Siyaset alanının daraltılması demek, millet tarafından seçilenlerinin fonksiyonsuz hale getirilmesi demektir.

Türkiye gibi ülkelerde siyasetin daraltılması iki şekilde olmaktadır:

Birincisi, seçilmiş iktidarların strateji ve taktikleri ile,

İkincisi ise. Dış güçlerin iç ve dış müdahaleleri ile olmaktadır.

Günümüz Türkiye'sinde iki durum da geçerli hale getirilmiştir.

Seçilmiş iktidar cumhur ittifakı ile girmiş olduğu yolculukta kaybetme endişesi ile kendi içinde tüm sesleri kısmış bulunmaktadır.

Bu yolculukta taşra örgütleri merkezin aksine daha rahat gözükmektedir. Benzer durum Cumhur ittifakının diğer ortağı için de geçerlidir.

Örneğin, son Samsun olayında iktidar partisinin İl Başkanı ittifakın küçük ortağının taleplerini hayal edemeyeceği kadar çok görmesi, aynı şekilde küçük ortağın da az görmesi bu rahatlığın ifadesidir.

Özellikle küçük partinin ilgilisinin iktidarın il Başkanı için; 'Bu densize haddi bildirilsin' ifadesini kullanması taraflar arasında aşılması güç bir kavganın da olduğunu gösterir.

Ayrıca cumhur ittifakı, karşı tarafı 'vatan hainliği ve terörizm' ile, karşı taraf ise cumhur ittifakını 'yolsuzlukla' suçlaması, ortalarda iş ve işlemlerin tartışılmaması hep siyasetin alanlarını daraltma işaretleridir.

Biliyoruz ki, siyasetin alanının daraltılması asla ülkenin yararına değil, mutlak karanlık bir dönemin ayak seslerini hatırlatır.

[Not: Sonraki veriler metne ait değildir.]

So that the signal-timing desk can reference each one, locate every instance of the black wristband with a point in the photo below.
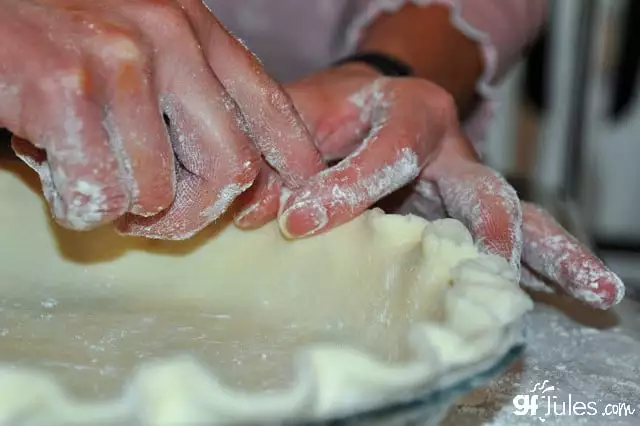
(387, 65)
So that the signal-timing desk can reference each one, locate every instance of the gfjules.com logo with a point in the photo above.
(540, 402)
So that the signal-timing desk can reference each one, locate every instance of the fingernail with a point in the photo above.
(303, 219)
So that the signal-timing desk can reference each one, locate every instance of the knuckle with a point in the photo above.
(70, 79)
(120, 46)
(246, 170)
(167, 13)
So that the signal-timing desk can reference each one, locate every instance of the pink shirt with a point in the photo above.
(296, 37)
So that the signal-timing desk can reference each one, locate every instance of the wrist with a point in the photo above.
(427, 40)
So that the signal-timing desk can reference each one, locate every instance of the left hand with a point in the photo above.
(412, 136)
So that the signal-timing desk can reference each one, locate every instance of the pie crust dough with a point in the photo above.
(235, 326)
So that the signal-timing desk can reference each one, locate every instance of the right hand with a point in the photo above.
(84, 85)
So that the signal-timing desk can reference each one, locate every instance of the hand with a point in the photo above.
(395, 116)
(87, 83)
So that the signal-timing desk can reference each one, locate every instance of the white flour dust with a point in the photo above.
(561, 258)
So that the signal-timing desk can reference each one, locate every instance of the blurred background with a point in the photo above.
(572, 108)
(567, 127)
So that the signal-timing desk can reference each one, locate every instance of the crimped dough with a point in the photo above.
(237, 325)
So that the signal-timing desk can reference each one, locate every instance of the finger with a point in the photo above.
(484, 201)
(133, 118)
(275, 125)
(558, 256)
(399, 144)
(81, 176)
(531, 280)
(216, 160)
(260, 203)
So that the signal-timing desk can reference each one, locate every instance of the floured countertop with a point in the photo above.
(589, 357)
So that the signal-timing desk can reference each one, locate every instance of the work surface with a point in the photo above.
(589, 357)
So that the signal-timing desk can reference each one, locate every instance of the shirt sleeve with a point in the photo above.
(502, 28)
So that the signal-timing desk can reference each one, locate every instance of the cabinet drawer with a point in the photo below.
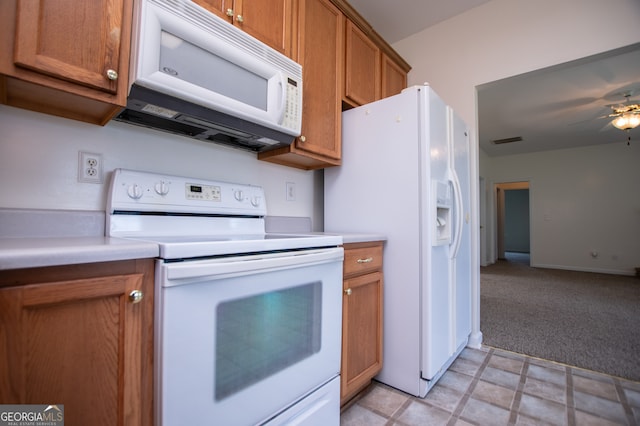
(362, 259)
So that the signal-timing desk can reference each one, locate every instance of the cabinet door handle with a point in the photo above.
(136, 296)
(112, 74)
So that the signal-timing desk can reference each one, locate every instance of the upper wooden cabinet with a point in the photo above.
(370, 72)
(393, 77)
(65, 57)
(362, 67)
(270, 21)
(320, 47)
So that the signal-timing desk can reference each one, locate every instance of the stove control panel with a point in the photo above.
(150, 192)
(196, 191)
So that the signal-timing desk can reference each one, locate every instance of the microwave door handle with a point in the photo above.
(283, 99)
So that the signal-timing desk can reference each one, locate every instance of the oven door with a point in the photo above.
(241, 339)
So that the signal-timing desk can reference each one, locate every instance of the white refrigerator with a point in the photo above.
(405, 174)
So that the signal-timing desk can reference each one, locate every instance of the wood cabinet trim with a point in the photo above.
(353, 15)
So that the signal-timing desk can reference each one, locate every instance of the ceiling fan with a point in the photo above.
(625, 116)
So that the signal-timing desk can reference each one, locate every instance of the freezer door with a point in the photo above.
(437, 308)
(462, 259)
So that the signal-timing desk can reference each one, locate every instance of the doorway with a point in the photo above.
(513, 221)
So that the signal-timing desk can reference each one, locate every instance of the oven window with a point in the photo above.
(260, 335)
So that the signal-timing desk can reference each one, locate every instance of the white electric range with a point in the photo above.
(247, 323)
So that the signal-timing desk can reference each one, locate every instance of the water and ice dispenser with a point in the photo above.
(442, 203)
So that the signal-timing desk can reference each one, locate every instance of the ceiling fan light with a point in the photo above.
(626, 121)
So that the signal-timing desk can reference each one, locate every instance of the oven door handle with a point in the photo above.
(178, 273)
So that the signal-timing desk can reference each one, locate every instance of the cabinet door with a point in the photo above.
(320, 48)
(361, 333)
(394, 79)
(321, 57)
(268, 21)
(362, 67)
(76, 343)
(71, 40)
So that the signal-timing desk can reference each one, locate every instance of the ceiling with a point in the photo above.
(552, 108)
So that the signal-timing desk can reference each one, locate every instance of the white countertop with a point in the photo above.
(358, 238)
(35, 252)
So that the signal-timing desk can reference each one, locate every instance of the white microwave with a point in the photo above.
(196, 75)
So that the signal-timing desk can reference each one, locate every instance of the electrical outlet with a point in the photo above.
(89, 167)
(291, 191)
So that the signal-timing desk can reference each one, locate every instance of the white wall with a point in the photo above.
(39, 163)
(582, 200)
(504, 38)
(501, 39)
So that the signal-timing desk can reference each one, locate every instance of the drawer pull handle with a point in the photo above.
(136, 296)
(112, 75)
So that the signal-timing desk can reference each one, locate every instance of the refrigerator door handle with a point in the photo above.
(457, 192)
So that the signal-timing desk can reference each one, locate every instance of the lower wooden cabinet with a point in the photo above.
(361, 317)
(80, 336)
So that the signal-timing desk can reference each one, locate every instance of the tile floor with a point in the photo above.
(492, 387)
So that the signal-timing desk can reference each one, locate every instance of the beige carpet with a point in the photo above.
(583, 319)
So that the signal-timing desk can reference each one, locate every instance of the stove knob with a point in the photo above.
(134, 191)
(162, 188)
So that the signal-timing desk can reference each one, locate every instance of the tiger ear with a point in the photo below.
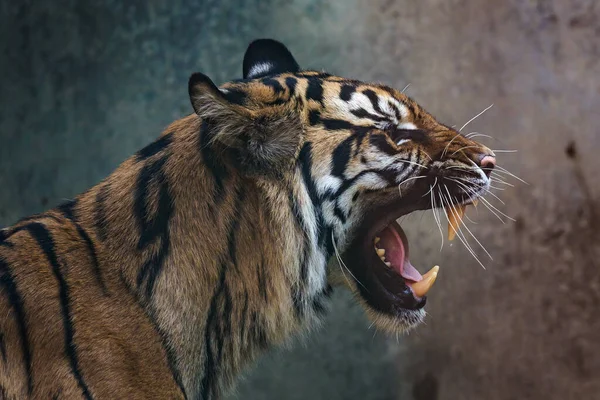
(263, 140)
(266, 57)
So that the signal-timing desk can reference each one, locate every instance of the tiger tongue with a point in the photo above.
(395, 254)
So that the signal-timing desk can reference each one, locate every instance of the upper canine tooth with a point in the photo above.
(455, 216)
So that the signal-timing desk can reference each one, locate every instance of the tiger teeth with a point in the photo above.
(421, 288)
(455, 216)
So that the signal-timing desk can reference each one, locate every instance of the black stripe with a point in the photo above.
(274, 84)
(155, 147)
(209, 379)
(67, 209)
(100, 212)
(313, 74)
(262, 282)
(291, 84)
(243, 319)
(151, 230)
(346, 92)
(396, 111)
(416, 135)
(260, 336)
(7, 282)
(362, 113)
(46, 243)
(2, 347)
(313, 117)
(215, 167)
(337, 124)
(382, 143)
(235, 96)
(374, 99)
(218, 325)
(165, 344)
(314, 90)
(158, 227)
(341, 157)
(337, 211)
(305, 158)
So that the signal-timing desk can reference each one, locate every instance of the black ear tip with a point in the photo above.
(268, 56)
(198, 77)
(269, 44)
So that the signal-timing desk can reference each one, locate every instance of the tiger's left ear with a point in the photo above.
(263, 140)
(266, 57)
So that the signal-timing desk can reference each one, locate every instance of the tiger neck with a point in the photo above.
(224, 266)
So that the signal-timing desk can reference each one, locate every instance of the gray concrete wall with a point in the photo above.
(85, 84)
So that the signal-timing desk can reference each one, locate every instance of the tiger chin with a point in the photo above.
(226, 236)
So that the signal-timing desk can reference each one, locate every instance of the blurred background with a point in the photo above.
(86, 84)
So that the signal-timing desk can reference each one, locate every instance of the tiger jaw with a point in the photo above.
(393, 291)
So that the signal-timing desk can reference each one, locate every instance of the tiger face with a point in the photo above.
(355, 157)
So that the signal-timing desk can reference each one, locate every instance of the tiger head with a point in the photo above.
(354, 157)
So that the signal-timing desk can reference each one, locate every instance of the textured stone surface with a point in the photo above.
(85, 84)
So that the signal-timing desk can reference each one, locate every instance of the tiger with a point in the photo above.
(226, 236)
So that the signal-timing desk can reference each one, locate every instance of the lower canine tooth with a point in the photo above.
(421, 288)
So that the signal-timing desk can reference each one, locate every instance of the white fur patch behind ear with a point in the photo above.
(262, 68)
(407, 125)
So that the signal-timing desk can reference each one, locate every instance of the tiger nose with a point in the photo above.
(487, 164)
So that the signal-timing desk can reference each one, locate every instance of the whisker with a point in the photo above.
(507, 172)
(413, 163)
(460, 235)
(500, 212)
(431, 188)
(462, 148)
(466, 187)
(436, 217)
(448, 145)
(475, 117)
(496, 178)
(477, 134)
(468, 230)
(344, 264)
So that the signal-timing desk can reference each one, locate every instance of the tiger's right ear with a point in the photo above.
(211, 103)
(265, 141)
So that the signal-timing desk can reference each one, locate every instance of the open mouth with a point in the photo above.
(391, 246)
(379, 260)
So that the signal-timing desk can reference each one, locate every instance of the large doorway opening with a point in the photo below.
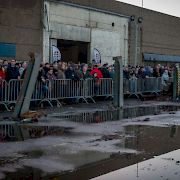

Daralan siyaseti genişletmek iktidarın önemli görevlerinden biri olduğunu düşünüyoruz.

Bulanık suda avlanmayı sevenler her zaman var olmuştur.

Ön yargısız bu avcıların tespiti iktidarın görevlerindendir.

Aynı şekilde dıştan yapılacak iç müdahaleleri önlemek de iktidarın görevlerindendir.

Her ne olursa olsun siyasetin önünü açmak ve onu tüm zamanların geçerli akçesi olarak korumak seçilmiş iktidarın olmazsa olmaz görevlerindendir.

Temennimiz ve çalışmamız bu olmalıdır.